Why Mr. Dunning believes this is anything other than an inadvertent error is puzzling. In their own argument in favor of Measure O that the voters will get, it states, “Measure O proposes to increase our community’s sales tax to 8.5 percent until 2020. This represents a one-half cent increase now, and will continue until 2020 an existing one-half cent tax due to expire in 2016.”
I get Mr. Dunning’s likely response that many people do not read the ballot arguments – but this is an argument that goes toward intent, and given the language in their argument, it is apparent (at least to me) that there is no intent to deceive on this point.
Any voters who fails to fully read the ballot language and proposed ordinance is asking for trouble in the form of misunderstanding what they vote on. That, of course, is not an argument against accuracy, but it is not as though council is attempting to pull the wool over the voters’ eyes when their ballot argument clarifies the problem that Mr. Dunning cites.
As we noted in our Sunday Commentary, however, there is a bigger problem with the rest of the argument put forward by the members of the Davis City Council.
The council writes, “This modest increase in our sales tax rate will fund essential community needs that shouldn’t be delayed further, including: Road, sidewalk, bike path, streetlight repairs (and) Parks, landscaping, street tree maintenance.”

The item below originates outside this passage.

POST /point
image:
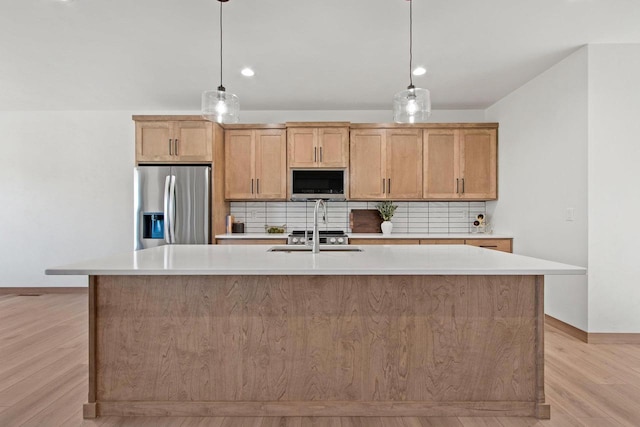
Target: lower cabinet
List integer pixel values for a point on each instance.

As noted on Sunday, it is not that this is a false argument completely, but it fails to acknowledge that $2.3 million of the $3.6 million generated is going to personnel-related costs and that the $2.5 million that was originally to go to road maintenance was stripped down to $1 million when the council reduced the size of the tax increase to half a cent from three-quarters of a cent that was originally proposed.
In other words, most of the specific items cited by council will be put into the November parcel tax, not the June sales tax.
The council members are correct: “Without this measure’s approval, basic services (including police, fire, parks, recreation) will suffer severe cuts, up to 12.5 percent. Davis will become a less safe and less pleasant place to live.”
The all-cuts list will be ugly and disturbing to the public, and city employees in particular.
The city is correct when it states, “The City Council has recently restructured labor contracts for major cost savings and long-term fiscal sustainability, with employees paying significantly more toward their retirement. Davis has decreased its workforce by 22 percent, or 103 full-time employees.”
However, they are misleading when they state, “The longer Davis defers major road repairs, parks maintenance, and water conservation projects, the costlier they become.”
In fact, the decision to reduce the size of the sales tax does exactly what they warn against – defers major road repairs and parks maintenance by at least another six months, greatly adding to their cost.
The city residents, as we suggested on Sunday, deserve to have the facts laid out clearly and concisely. They deserve a full debate on the merits of the proposal.